Peter Vankevich noted that once the judging is complete, attendees can sample the entries, adding to the event’s appeal.
“There’s so much of it that you can eat all you want,” he said.
Horn said the festival started off as a fig cake bake-off during the village’s Fourth of July event in the early 2010s, organized by Robin Payne with the Ocracoke Foundation. Payne helped save Ocracoke’s fish house and was looking for other ways to celebrate Ocracoke’s cultural heritage with food. In 2013, Payne handed the bake-off over to Horn, who was the Fourth Of July coordinator.
“In 2014 we had Hurricane Arthur that ruined our Fourth of July event,” Horn said. “We were looking at August, and we thought well, maybe we’ll take some of that money we had to spend on Fourth of July, and have an end of summer celebration and have the fig cake bake-off then.”
The bake-off was so popular, Horn said they decided to continue to have the Fig Cake bake-off in August and turn it into its own event.
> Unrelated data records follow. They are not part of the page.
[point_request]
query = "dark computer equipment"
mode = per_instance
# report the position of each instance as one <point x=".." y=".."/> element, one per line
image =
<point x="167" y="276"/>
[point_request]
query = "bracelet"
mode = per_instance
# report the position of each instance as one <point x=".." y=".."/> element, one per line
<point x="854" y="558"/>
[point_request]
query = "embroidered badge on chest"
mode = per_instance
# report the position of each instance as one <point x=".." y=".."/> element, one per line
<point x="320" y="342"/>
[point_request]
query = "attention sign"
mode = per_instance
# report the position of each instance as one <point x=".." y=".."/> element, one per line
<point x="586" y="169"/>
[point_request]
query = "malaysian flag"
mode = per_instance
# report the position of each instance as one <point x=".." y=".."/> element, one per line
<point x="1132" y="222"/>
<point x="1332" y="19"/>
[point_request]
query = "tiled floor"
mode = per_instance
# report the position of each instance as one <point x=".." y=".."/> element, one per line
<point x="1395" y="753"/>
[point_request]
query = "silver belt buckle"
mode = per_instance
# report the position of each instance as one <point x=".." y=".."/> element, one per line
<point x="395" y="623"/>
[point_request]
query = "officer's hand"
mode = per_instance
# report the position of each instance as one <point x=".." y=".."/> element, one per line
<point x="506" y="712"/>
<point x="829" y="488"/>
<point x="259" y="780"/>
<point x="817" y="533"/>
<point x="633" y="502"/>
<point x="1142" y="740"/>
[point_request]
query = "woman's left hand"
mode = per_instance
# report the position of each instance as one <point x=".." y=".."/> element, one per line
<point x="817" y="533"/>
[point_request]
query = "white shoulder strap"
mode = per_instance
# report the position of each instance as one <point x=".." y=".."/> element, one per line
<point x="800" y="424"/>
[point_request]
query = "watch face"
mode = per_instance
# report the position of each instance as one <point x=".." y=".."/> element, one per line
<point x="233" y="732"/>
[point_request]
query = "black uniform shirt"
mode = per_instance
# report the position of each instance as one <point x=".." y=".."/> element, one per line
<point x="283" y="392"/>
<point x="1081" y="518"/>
By 2015, it kind of became its own entity. Since then, the festival has grown “and it found its rightful home under the awning of the nonprofit Ocracoke Preservation Society.”
Horn said when she moved to Ocracoke from Ohio in 1992, “I’d never seen a fig. I thought they came in Fig Newtons.”
Her landlord when she first moved to Ocracoke brought her figs to show her, and then the house she and her husband bought in 1994, has a fig tree right by the back door.
“I had one of the older ladies on the island kind of talk me through making my first fig preserves, because that’s how you make the traditional fig cake is with the fig preserves,” she said. “Figs don’t have a long shelf life so that’s what the local people would do with them, put them into preserves.”
Horn said most of the older homes on the island had a fig tree in the yard, which grow really well on the barrier island.
“Our climate is similar enough to the native climate of the Mediterranean, Middle East that they do really well. The early settlers brought them here. There have been fig trees here since the 1800,” she said. Adding the popular varieties are the sugar fig, pound fig, lemon fig, blue fig and brown turkey fig.
- 3 eggs
- 1 1/2 cup sugar
- 1 cup salad (vegetable) oil
- 1/2 cup buttermilk
- 2 cup flour
- 1 teaspoon salt
- 1 1/4 teaspoon. ground cinnamon
- 1/2 teaspoon ground cloves
- 1/2 teaspoon ground nutmeg
- 1 1/2 teaspoon baking soda dissolved in 1 tablespoon warm water
- 1 1/2 teaspoon vanilla
- 1 cup fig preserves
- 1 1/2 cup chopped nuts
Beat 3 eggs; add sugar and oil. After sifting dry ingredients, add to egg mixture alternatively with buttermilk. Add vanilla and fold in figs and nuts. Pour into a greased and floured loaf pan and bake at 325 degrees for 45 minutes, or in a greased and floured bundt pan at 350 degrees just a little longer. You can also add a second cup of fig preserves and bake a little longer, approximately one hour.
Mark Hibbs contributed to this story.